Many reviews of Serkis' animated rewrite of George Orwell's bleak classic have been brutal. Serkis remains unfazed.

A small pig with a huge open-mouthed grin on his face falls spread-eagled toward the camera in Andy Serkis' 2026 Animal Farm image: Angel Studios

The first responses to Andy Serkis' star-packed animated re-imagining of George Orwell's classic 1945 novel Animal Farm are in, and there's a notable trend to them. The reviews aren't all bad: A handful of writers at various outlets seem to be pretty okay with the updates Serkis and writer Nicholas Stoller made to Orwell's totalitarian allegory, including a rap sequence, flashy sci-fi technology, an egregiously exaggerated fart joke, and a much happier ending. But the critics who didn't like the movie have been exceptionally brutal and colorful, calling Animal Farm "muddled" and "sloppy," "an abomination" and "a tonal nightmare," or "so bad, it’s enough to turn George Orwell fascist."

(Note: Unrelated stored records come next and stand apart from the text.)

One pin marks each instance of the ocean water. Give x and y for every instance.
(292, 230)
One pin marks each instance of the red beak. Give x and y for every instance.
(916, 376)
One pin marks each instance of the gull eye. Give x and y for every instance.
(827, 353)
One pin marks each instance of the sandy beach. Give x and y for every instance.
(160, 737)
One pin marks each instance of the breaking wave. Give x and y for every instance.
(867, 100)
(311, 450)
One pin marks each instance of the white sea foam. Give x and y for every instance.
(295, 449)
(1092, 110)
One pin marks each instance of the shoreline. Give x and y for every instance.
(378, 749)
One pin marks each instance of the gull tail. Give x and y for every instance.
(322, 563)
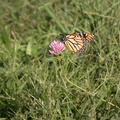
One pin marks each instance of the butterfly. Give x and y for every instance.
(76, 42)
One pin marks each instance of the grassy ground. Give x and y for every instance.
(36, 85)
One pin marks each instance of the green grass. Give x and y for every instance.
(36, 85)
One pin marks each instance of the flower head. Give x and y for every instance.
(56, 47)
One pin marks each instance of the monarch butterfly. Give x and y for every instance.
(76, 42)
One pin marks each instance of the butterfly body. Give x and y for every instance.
(76, 42)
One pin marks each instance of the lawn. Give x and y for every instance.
(37, 85)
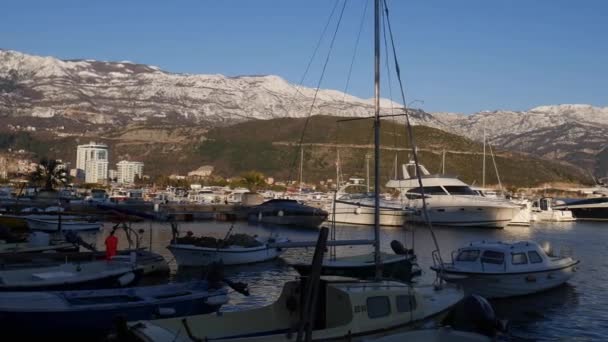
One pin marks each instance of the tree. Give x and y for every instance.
(49, 173)
(253, 180)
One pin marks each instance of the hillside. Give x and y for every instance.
(270, 146)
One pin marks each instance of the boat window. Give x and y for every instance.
(459, 190)
(468, 255)
(519, 259)
(406, 303)
(428, 190)
(534, 257)
(493, 257)
(378, 307)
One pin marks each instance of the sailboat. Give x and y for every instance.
(343, 308)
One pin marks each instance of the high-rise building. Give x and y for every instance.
(127, 170)
(92, 162)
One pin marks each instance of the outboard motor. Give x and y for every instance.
(399, 249)
(474, 314)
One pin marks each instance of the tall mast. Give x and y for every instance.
(377, 138)
(483, 169)
(301, 166)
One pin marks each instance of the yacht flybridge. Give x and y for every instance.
(450, 201)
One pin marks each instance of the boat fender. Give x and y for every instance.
(126, 279)
(165, 312)
(473, 314)
(291, 304)
(398, 248)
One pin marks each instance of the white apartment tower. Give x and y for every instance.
(127, 170)
(92, 162)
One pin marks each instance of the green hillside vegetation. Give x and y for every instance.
(253, 146)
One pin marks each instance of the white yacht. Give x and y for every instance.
(451, 202)
(499, 270)
(354, 205)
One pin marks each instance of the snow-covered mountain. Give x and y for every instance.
(94, 93)
(576, 133)
(118, 92)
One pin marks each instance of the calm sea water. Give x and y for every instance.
(578, 310)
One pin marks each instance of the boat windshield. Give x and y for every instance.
(468, 255)
(459, 190)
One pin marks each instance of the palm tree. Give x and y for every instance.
(49, 173)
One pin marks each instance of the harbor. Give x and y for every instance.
(574, 310)
(141, 204)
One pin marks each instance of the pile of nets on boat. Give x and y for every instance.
(241, 240)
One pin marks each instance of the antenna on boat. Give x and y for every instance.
(377, 138)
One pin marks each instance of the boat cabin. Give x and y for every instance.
(500, 257)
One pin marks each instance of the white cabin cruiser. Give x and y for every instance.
(354, 205)
(451, 202)
(499, 269)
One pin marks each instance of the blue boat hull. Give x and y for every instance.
(87, 323)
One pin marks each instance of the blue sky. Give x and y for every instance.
(459, 56)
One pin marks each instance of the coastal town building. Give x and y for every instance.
(92, 162)
(127, 171)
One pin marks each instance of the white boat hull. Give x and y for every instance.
(190, 255)
(511, 284)
(53, 225)
(356, 214)
(553, 216)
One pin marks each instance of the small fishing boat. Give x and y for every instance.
(54, 225)
(71, 276)
(543, 211)
(93, 312)
(346, 309)
(353, 205)
(591, 209)
(499, 269)
(235, 249)
(471, 320)
(400, 266)
(287, 212)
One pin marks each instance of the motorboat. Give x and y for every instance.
(346, 309)
(450, 201)
(60, 224)
(287, 212)
(471, 320)
(148, 262)
(591, 209)
(523, 217)
(355, 205)
(71, 276)
(35, 243)
(542, 211)
(499, 269)
(235, 249)
(87, 313)
(401, 265)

Speaking to Polygon ahead of the film's release, director Andy Serkis (best known as Gollum from Peter Jackson's Lord of the Rings movies and Caesar from the Planet of the Apes reboots) says he embraces the vehement responses to the film's trailers and previews.

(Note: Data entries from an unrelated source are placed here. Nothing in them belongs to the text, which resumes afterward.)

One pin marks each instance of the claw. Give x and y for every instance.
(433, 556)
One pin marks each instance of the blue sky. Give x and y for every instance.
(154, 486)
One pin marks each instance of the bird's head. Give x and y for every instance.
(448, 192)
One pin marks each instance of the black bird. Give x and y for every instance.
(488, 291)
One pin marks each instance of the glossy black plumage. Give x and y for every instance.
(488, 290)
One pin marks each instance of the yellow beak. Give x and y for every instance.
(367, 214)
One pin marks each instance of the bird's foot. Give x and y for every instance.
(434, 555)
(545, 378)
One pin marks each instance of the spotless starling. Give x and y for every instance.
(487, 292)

"In terms of the first trailer, I was actually delighted that it got, on the one hand, people saying, 'Orwell will be turning in his grave' and 'Andy Serkis has turned Orwell into fart jokes,' and then on the other hand, people are saying that it's one of the most important films of the year," Serkis says. "That is exactly what Orwell would have wanted — to cause debate, to cause discussion."

Serkis sees the divided response to Animal Farm as equivalent to the responses to Orwell's own work. "He's claimed by both sides of the aisle, across left and right," Serkis says. "Some revile him. Some adore him — on both sides. So he's a very interesting storyteller and communicator of ideas."

Two of the most divisive aspects of the new Animal Farm have been that extended fart joke — social media responses have been particularly scathing about the entire idea of introducing lowbrow humor into a Very Serious Classic — and the way the movie revises Orwell's bleak, despairing ending. Serkis sees both of those aspects as necessary for approaching a younger audience that isn't familiar with the original book.

"We wanted to have this as a film that could reach young minds and start a debate, a conversation, between kids and their parents and their grandparents, having hopefully watched all this together," Serkis says. "It [should] be an opener, really. But with that, we felt it was necessary — Orwell doesn't have a third act. We have a third act. It ends so bleakly in Orwell's book. But we are facing a situation where the world is in such a mess. We can't throw up our hands and say, 'Well, we can't do anything about it.' Part of dealing with it is by saying, 'OK, if history is going to repeat itself, what can I do to perhaps change the course of it?'"


Animal Farm arrives in theaters on May 1.